CAMPI ANTIBRACCONAGGIO

Il bracconaggio è un fenomeno illegale inaccettabile che persiste a causa di “tradizioni” e del mercato nero legato al mondo venatorio e alimentare. La Lega Abolizione Caccia, da oltre 30 anni, organizza campi antibracconaggio in molte zone d’Italia:
– Valli Bresciane in da agosto a dicembre
– Sardegna a dicembre
– Ponza, Isola del Giglio e Trentino Alto Adige da marzo a maggio

Inoltre i volontari della LAC, in collaborazione con il CABS (Committee Against Bird Slaughter) partecipano ai campi antibracconaggio in europa, in particolare a Cipro e Malta.
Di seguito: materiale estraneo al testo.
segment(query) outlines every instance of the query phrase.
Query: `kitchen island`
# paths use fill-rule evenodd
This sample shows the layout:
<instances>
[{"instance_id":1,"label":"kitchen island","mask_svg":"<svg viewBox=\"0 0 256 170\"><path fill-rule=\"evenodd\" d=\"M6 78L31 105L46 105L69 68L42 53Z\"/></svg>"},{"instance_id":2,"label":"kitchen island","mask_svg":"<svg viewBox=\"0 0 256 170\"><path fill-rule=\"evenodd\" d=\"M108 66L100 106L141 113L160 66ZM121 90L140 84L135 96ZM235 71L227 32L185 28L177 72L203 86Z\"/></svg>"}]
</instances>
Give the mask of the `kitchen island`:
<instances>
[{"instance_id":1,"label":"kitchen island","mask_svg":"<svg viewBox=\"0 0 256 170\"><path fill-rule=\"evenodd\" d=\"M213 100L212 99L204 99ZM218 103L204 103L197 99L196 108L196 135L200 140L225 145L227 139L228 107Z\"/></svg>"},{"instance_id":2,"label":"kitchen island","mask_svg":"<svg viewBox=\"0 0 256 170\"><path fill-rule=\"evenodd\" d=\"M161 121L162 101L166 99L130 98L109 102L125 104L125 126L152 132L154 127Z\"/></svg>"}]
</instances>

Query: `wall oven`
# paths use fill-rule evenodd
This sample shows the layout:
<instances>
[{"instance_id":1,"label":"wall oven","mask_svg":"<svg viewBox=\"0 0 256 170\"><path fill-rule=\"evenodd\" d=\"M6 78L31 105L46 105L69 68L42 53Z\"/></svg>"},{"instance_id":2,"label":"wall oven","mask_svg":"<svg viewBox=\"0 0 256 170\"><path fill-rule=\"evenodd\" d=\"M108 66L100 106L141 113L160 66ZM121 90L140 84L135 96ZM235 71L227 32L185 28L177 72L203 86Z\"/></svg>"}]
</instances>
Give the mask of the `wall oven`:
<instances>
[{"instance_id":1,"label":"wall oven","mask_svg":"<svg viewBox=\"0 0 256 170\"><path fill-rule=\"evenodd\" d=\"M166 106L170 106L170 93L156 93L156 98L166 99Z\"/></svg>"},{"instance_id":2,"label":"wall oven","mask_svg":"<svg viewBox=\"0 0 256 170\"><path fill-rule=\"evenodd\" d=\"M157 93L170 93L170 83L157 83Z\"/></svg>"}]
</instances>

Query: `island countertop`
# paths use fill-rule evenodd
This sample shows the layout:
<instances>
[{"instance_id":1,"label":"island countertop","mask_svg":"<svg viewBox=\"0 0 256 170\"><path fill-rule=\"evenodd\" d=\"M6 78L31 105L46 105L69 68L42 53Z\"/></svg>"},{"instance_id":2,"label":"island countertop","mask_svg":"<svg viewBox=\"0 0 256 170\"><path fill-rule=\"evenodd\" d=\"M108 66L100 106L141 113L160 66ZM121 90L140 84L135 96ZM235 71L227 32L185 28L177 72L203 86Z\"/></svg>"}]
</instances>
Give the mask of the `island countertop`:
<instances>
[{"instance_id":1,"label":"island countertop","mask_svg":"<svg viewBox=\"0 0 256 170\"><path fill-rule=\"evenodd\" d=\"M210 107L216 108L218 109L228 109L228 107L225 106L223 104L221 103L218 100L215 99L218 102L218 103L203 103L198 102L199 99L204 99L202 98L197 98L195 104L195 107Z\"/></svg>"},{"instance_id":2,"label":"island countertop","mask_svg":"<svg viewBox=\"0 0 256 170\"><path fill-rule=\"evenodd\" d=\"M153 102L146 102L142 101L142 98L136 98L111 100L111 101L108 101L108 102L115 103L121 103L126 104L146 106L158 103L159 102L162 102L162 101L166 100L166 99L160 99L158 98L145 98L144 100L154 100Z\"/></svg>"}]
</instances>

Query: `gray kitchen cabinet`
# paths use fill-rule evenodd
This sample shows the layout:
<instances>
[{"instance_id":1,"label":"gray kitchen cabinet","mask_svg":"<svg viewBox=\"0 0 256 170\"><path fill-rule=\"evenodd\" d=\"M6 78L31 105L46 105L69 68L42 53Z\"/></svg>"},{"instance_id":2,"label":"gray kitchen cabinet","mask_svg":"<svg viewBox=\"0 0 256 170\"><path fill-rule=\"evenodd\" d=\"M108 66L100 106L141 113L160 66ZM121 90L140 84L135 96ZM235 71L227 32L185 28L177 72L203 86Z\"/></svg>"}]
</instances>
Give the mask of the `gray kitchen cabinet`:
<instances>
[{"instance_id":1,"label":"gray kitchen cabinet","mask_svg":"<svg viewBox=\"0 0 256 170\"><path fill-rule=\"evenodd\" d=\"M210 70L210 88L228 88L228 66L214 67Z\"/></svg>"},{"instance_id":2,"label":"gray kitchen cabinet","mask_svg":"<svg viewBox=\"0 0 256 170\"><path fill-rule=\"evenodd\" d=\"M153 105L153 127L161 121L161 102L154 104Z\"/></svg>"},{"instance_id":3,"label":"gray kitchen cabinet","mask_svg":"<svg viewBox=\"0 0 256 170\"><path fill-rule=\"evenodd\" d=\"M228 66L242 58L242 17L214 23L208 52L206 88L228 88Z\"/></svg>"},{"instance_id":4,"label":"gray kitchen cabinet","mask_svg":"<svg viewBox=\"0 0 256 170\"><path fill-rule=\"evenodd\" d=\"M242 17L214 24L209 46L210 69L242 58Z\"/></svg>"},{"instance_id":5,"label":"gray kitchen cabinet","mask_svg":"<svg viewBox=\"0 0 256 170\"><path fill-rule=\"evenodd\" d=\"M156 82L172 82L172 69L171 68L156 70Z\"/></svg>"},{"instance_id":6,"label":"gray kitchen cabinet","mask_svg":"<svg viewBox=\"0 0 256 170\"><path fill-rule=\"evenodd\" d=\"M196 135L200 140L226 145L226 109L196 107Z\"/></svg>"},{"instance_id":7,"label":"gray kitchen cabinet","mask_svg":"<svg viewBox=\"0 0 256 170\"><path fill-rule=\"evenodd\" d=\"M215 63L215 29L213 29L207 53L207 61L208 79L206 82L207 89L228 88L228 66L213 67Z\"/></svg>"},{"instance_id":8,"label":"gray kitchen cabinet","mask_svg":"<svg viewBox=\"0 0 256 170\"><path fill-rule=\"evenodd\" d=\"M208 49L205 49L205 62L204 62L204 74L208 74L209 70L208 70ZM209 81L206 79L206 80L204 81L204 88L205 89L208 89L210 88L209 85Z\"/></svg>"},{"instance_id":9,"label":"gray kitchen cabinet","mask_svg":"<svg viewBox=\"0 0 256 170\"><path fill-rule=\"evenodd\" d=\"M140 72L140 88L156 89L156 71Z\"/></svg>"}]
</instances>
Ogni anno la LAC organizza degli incontri di formazione per i volontari che vogliono partecipare ai vari campi. In queste giornate vengono fornite nozioni su leggi venatorie e su enti preposti al controllo dell’attività venatoria e del bracconaggio.

 

cos’è il campo antibracconaggio?

La Lega Abolizione Caccia in collaborazione con il (CABS – Comitato contro l’uccellagione di Bonn) organizza da oltre 25 anni campi di protezione degli uccelli, nelle prealpi bresciane, in Trentino Alto Adige, in Sardegna e a Ponza.
I volontari italiani e tedeschi provenienti da tutta l’Europa, si uniscono alle attività di indagine per arginare il fenomeno dell’uccellagione, localizzando trappole, rimuovendo archetti, richiami elettronici e reti. A questo scopo collaborano spesso a fianco di altre organizzazioni ambientaliste italiane, dei Carabinieri e del Corpo Forestale dello Stato.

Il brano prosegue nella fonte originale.